By Phil Trounstine and Jerry Roberts
In their last pre-election survey, Oct. 10-17, the Public Policy Institute of California found that six in 10 likely voters said jobs and the economy represented the most important issue facing California and that by a margin of 47-39%, Meg Whitman would do a better job on this pressing concern.
Moreover, while the survey showed Brown leading Whitman 44-36%, it oddly found "independents" - that is, respondents identified as likely voters who said they were registered as independents -- divided 36-37% for Whitman.
But in PPIC's post-election survey taken Nov. 3-14 and released Wednesday night, Brown won the "independents" 56-38% -- a staggering shift of 19 points in Brown's favor. In addition, according to PPIC, Latinos who favored Brown 51-22% in October ended up voting for Brown over Whitman by 75-22% -- a 24 point move to Brown.
By comparison, the Field Poll's last survey (based on actual registered voters surveyed Oct. 14-26) had Brown winning independents 49-33% and the L.A. Times/USC survey from Oct. 13-20 (also based on registered voters) had independents for Brown 55-26%.
Field had Latinos favoring Brown 57-27% before the election and the LAT/USC survey had Latinos backing Brown 59-23%.
Before trying to make sense of these numbers, consider a few findings from the LA Times/USC survey also taken Nov. 3-14 among actual registered voters:
1) Among those who said they think of themselves as independents instead of Democrats or Republicans (not the same as PPIC's question which asks respondents how they are registered), just one third of those who said they're independents were actually registered as Decline-to-State voters.
2) Among Latino voters, Whitman's unfavorable rating was 71% compared to 17% favorable. Among registered DTS voters, it was 65% unfavorable and 22% favorable.
3) Latinos favored Brown over Whitman 80-15% (compared to the National Election Pool exit poll that said Latinos backed Brown 64-30%).
Confused yet? What the hell actually happened?
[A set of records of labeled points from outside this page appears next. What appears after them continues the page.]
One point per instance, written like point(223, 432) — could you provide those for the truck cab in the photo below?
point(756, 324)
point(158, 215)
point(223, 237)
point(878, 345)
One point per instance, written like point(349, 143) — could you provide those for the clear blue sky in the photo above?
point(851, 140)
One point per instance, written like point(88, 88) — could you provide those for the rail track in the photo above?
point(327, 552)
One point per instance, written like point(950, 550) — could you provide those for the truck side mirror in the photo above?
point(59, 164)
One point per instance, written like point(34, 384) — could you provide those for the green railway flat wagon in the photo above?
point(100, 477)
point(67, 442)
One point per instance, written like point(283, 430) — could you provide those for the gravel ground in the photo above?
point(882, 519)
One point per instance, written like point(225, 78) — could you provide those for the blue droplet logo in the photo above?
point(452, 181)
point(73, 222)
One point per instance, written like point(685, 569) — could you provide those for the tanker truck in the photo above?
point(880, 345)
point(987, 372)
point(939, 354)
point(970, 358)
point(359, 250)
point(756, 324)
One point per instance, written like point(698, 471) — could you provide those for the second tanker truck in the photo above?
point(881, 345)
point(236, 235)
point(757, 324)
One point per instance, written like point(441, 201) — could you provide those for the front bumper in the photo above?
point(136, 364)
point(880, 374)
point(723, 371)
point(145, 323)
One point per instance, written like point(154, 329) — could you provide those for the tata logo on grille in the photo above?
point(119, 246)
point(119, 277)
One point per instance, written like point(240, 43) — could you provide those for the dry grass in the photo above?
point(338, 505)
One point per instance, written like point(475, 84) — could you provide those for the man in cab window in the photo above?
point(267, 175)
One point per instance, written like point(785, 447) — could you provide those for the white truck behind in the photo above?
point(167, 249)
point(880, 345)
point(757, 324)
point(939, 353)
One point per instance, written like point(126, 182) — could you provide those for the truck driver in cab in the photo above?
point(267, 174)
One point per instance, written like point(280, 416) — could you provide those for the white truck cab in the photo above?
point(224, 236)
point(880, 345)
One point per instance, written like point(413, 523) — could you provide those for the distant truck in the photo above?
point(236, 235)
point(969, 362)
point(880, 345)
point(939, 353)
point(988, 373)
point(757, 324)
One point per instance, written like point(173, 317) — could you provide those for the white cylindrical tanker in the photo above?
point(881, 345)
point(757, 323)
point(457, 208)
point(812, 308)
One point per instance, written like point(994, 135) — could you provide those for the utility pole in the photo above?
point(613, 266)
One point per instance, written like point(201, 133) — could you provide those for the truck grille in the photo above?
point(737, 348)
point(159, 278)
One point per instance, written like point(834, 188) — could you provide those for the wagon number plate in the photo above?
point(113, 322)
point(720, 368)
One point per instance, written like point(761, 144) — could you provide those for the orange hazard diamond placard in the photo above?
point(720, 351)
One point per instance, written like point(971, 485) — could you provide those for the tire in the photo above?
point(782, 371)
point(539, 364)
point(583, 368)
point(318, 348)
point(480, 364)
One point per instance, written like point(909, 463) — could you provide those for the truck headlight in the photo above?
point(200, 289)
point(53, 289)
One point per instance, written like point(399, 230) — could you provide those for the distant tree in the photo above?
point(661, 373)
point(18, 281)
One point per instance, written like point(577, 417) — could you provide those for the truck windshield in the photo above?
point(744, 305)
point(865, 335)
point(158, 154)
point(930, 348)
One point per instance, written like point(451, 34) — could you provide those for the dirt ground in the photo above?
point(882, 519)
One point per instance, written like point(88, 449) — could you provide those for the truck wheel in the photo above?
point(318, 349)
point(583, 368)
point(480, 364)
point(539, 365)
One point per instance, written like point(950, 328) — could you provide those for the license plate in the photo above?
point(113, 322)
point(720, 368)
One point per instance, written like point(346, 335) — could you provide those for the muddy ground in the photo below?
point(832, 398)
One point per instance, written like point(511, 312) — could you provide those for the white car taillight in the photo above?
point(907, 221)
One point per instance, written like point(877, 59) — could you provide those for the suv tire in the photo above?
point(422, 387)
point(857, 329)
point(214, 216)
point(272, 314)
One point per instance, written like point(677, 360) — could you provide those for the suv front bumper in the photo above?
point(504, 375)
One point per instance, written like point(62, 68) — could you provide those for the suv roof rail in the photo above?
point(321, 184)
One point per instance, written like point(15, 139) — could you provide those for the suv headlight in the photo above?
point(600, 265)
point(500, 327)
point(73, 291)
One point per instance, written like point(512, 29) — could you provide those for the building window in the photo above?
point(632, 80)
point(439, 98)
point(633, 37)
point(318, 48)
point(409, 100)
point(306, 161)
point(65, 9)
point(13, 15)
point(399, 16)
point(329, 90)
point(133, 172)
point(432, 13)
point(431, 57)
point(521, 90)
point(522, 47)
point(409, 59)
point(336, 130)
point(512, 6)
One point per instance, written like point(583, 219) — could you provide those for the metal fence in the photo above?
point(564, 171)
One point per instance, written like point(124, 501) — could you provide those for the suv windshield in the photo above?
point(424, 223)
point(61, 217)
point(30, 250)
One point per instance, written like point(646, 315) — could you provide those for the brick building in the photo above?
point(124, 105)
Did something occur in the closing weeks of the campaign that drove all of the undecided "independents" in PPIC's survey to Brown? Or were they already lined up behind him as Field and LAT/USC found? How big was the Latino margin for Brown in the end? What actually drove the vote?
First, let's look at the independent voters. According to the LAT/USC survey, they voted 59-33% for Brown which is not far off from PPIC's 56-38%. The difference is in the shift that PPIC found versus what the LAT/USC and Field had before the election. PPIC's survey suggests a huge movement of independents for Brown. It's hard to see what could have driven that.
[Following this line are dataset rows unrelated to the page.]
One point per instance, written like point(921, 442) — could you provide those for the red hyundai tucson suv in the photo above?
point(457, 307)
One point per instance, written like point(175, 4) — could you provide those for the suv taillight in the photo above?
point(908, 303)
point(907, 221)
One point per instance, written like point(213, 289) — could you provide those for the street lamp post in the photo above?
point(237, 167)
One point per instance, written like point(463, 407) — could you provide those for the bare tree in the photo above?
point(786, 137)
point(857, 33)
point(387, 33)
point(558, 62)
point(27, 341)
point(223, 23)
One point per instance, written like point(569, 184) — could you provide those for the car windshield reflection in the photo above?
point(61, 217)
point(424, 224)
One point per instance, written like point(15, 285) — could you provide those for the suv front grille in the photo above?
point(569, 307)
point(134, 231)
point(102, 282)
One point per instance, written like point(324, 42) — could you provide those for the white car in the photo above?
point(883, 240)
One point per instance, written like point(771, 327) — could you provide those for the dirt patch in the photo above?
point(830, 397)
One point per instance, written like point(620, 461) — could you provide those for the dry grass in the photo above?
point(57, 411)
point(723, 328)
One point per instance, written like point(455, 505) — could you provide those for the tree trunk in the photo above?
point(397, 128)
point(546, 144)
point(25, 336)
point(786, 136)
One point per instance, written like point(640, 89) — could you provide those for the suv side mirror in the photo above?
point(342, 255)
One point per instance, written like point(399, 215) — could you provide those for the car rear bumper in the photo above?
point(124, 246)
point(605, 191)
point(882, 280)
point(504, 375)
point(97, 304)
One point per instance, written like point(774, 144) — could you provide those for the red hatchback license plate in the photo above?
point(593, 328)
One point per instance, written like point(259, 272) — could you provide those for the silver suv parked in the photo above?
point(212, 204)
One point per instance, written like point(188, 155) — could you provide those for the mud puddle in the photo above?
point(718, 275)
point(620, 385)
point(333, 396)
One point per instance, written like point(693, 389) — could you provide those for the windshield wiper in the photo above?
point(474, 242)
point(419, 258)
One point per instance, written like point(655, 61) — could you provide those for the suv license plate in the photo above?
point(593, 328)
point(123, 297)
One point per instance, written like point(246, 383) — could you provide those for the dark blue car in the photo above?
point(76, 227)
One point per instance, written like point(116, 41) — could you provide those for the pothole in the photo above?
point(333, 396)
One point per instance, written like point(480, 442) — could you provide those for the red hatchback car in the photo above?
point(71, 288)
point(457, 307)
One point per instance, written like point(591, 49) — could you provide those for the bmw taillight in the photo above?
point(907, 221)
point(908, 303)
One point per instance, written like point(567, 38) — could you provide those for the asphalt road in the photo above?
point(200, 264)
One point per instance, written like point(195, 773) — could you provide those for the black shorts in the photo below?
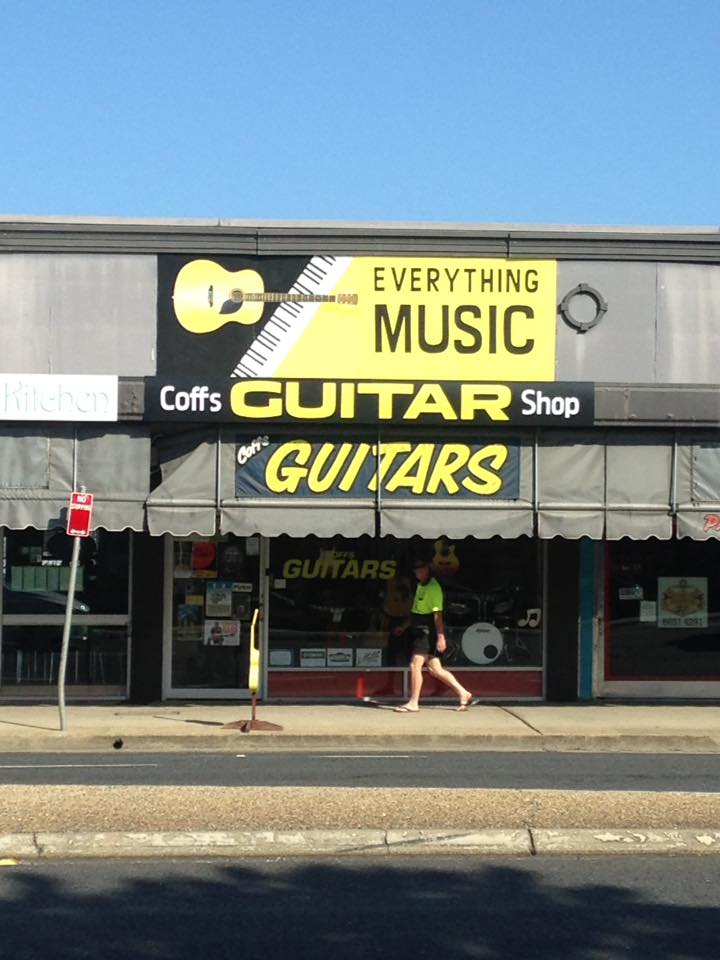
point(424, 641)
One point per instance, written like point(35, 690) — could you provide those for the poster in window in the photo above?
point(682, 602)
point(218, 599)
point(221, 633)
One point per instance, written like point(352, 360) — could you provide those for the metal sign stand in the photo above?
point(254, 677)
point(78, 526)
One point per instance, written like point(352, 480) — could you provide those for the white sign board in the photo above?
point(49, 396)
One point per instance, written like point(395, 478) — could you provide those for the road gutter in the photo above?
point(313, 843)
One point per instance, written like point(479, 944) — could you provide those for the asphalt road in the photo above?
point(455, 908)
point(542, 771)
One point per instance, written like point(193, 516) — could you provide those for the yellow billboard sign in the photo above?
point(382, 318)
point(433, 319)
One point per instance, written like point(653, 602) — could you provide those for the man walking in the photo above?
point(428, 639)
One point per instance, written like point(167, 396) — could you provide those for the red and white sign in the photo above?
point(79, 514)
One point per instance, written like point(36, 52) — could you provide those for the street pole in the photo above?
point(66, 630)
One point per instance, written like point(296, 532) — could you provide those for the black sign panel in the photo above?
point(369, 402)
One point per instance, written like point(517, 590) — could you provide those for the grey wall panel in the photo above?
point(78, 313)
point(688, 342)
point(621, 347)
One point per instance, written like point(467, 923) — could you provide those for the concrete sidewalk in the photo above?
point(38, 822)
point(361, 725)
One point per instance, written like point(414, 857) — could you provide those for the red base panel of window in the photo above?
point(349, 684)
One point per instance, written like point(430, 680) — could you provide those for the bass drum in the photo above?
point(482, 643)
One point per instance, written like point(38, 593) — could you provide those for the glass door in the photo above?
point(212, 589)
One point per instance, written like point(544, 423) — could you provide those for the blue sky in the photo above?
point(484, 111)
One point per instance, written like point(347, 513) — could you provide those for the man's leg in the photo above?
point(437, 670)
point(416, 664)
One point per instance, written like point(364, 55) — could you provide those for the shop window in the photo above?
point(97, 656)
point(215, 592)
point(662, 610)
point(335, 604)
point(36, 572)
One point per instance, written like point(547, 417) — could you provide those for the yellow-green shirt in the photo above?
point(428, 597)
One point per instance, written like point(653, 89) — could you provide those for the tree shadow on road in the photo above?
point(472, 908)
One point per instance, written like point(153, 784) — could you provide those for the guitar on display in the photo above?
point(206, 296)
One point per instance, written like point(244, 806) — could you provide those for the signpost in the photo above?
point(78, 526)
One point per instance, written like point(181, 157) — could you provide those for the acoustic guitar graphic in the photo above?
point(206, 296)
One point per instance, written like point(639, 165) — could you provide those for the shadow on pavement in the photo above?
point(274, 909)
But the movement among Latinos - about 15-20% of whom are likely DTS voters - is easily explained by Whitman's handling of her housekeeper, Nicky Diaz. In the end, somewhere between 65-80% of Latinos ended up voting for Jerry Brown. With a 71% unfavorable rating among Latinos, that's not hard to comprehend.
Mark Baldassare of PPIC argues that his polls in October and November were both correct, and that the same things that drove Latinos to Brown also may have propelled independents. We suspect it's more likely that the problem is rooted in using questions, rather than actual voter lists, to identify "independents" and that the October survey, for whatever reason, didn't capture what was actually happening among actual DTS voters. (PPIC has to ask questions to identify likely voters and to classify them by party because it uses random digit dialing instead of working from the Secretary of State's list of registered voters.)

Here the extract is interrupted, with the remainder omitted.